Supportate da un software dedicato (si chiama Beag ed è stato perfezionato da due giovani laureandi del Politecnico di Torino), accessibile anche dalla sala operatoria, dal reparto di degenza e da tutti gli altri soggetti coinvolti in questo importante passaggio, le responsabili della Programmazione ricoveri, Roberta Perrucci e Gabriella Saluzzo, mettono al servizio dei pazienti e dei medici della Fornaca la lunga esperienza maturata nel corso degli anni: «Roberta e Gabriella hanno acquisito la sensibilità necessaria a capire i bisogni specifici di ciascun singolo ricovero e sono in grado di organizzarlo al meglio, ottimizzando i tempi che rappresentano l’esigenza più sentita dal paziente e dal medico», spiega Cristina Marchese, responsabile della Gestione operativa della Fornaca.

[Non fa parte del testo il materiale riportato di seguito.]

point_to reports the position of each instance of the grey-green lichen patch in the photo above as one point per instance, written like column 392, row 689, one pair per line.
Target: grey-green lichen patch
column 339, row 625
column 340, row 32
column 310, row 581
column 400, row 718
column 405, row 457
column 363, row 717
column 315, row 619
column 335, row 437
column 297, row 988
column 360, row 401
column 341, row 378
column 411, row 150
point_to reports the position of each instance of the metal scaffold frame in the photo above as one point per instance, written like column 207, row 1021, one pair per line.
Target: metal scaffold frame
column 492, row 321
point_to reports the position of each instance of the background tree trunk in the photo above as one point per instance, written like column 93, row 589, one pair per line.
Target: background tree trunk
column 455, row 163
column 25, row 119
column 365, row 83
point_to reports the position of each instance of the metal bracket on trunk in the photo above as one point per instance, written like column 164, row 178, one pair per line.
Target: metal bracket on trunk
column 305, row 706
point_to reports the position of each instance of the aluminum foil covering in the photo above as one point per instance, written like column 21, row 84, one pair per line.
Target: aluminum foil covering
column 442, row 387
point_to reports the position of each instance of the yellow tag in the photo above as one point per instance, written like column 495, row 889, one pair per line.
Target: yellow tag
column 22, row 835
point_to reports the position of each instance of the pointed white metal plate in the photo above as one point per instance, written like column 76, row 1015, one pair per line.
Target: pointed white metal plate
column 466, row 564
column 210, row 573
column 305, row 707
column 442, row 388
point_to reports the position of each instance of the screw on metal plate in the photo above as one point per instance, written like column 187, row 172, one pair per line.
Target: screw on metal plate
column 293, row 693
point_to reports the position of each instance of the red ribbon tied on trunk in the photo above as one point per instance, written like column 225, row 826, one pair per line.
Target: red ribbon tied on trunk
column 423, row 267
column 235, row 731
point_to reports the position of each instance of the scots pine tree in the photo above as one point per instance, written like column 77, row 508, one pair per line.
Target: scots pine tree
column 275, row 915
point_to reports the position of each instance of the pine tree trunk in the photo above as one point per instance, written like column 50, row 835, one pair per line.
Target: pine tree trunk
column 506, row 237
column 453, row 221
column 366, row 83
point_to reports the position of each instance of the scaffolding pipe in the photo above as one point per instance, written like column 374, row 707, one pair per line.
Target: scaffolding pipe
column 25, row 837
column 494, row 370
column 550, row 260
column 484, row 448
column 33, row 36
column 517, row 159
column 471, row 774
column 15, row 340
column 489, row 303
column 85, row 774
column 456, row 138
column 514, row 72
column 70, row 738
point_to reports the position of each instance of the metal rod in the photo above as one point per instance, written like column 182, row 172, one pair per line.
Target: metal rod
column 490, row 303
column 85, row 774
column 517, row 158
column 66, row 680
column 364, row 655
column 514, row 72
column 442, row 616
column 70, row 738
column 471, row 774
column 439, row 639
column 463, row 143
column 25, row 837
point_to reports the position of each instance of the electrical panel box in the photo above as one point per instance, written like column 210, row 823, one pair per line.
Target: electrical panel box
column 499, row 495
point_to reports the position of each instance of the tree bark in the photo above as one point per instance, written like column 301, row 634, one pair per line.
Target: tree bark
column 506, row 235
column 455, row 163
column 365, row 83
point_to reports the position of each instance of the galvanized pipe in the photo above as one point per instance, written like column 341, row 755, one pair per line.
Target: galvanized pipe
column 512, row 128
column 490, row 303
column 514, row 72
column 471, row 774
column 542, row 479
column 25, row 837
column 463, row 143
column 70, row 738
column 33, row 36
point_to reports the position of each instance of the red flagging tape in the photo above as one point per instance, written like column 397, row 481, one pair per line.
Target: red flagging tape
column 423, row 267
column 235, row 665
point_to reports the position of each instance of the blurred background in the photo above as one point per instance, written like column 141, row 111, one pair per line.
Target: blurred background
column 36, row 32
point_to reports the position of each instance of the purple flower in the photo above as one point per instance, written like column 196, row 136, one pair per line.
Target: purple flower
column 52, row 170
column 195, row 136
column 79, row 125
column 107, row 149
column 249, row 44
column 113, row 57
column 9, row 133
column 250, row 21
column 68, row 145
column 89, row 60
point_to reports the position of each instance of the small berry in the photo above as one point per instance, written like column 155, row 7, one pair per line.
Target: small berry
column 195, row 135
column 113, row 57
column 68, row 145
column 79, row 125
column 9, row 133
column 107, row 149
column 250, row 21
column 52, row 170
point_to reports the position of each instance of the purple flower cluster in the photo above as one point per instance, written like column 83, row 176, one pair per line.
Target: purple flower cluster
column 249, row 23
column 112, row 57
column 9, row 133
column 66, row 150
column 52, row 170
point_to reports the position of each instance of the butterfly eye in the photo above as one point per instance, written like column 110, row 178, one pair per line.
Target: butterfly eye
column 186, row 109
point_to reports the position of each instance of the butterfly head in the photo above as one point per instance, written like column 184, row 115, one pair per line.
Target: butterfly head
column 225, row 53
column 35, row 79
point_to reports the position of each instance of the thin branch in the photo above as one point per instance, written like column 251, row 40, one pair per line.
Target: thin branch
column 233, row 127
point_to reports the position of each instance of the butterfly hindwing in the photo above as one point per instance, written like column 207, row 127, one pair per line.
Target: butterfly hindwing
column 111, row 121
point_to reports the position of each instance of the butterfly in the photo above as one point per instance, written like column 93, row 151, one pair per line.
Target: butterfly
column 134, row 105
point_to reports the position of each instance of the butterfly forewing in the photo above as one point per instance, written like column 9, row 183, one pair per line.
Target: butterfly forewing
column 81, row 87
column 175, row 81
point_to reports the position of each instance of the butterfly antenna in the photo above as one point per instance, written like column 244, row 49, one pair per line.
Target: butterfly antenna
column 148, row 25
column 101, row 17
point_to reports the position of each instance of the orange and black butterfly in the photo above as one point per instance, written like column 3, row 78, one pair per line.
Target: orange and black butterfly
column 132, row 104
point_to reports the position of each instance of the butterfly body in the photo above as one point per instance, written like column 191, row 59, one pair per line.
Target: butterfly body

Software, orari e spazi che diventano flessibili proprio grazie alla capacità organizzativa di chi ha la responsabilità della Programmazione ricoveri: «Rappresentiamo un po’ la memoria storica della Clinica – riconoscono Perrucci e Saluzzo -: i pazienti che sono già stati in Fornaca si rivolgono direttamente a noi per ristabilire la situazione che avevano vissuto la volta precedente. Ci chiedono una determinata stanza che avevano apprezzato, ci ricordano un determinato problema che li riguarda, ci chiedono tutto in merito a modalità e tempi del loro ricovero». Una disponibilità e una capacità di ascolto che si manifestano con altrettanta efficacia nei confronti dei medici della Clinica: «Tocca a loro comunicarci la necessità di un ricovero ed è nostro compito renderlo praticabile nel miglior modo e nel minor tempo possibile», puntualizza Roberta Perrucci. Medici con i quali la Programmazione ricoveri lavora da anni:

«Conoscerli bene è un grandissimo punto di partenza – conferma Gabriella Saluzzo -, così come lo è lavorare tutti i giorni a stretto contatto con gli altri uffici della Clinica».

«Sono le doti di umanizzazione e di flessibilità delle responsabili a rendere la Programmazione ricoveri tanto efficace – aggiunge ancora il Direttore generale, Margherita Patti -. Con una sola telefonata, il paziente di Fornaca può risolvere tutte le questioni legate al ricovero: stanza, sala operatoria, medico, pre-ricovero e aspetti amministrativi». Fanno infatti parte di questo iter anche l’istituzione e la gestione del percorso amministrativo del paziente, messo peraltro al corrente di tutto ciò che riguarda le eventuali coperture assicurative e le possibili convenzioni con le Aziende ospedaliere del territorio. «Si tratta di un servizio unico e molto apprezzato – prosegue il Direttore generale -. Una vera e propria continuità assistenziale non sanitaria che determina la totale presa in carico del paziente». Accolto e gestito anche nei casi più imprevisti: «Le urgenze hanno sempre la precedenza – concludono Roberta Perrucci e Gabriella Saluzzo -: tanto che lasciamo sempre una stanza libera per accogliere chi si sottopone a un intervento inatteso. Negli ultimi anni la Fornaca ha visto crescere il numero di reparti, ambulatori e pazienti. Noi lavoriamo sempre con l’obiettivo di informare in modo preciso e tempestivo tutti i nostri interlocutori».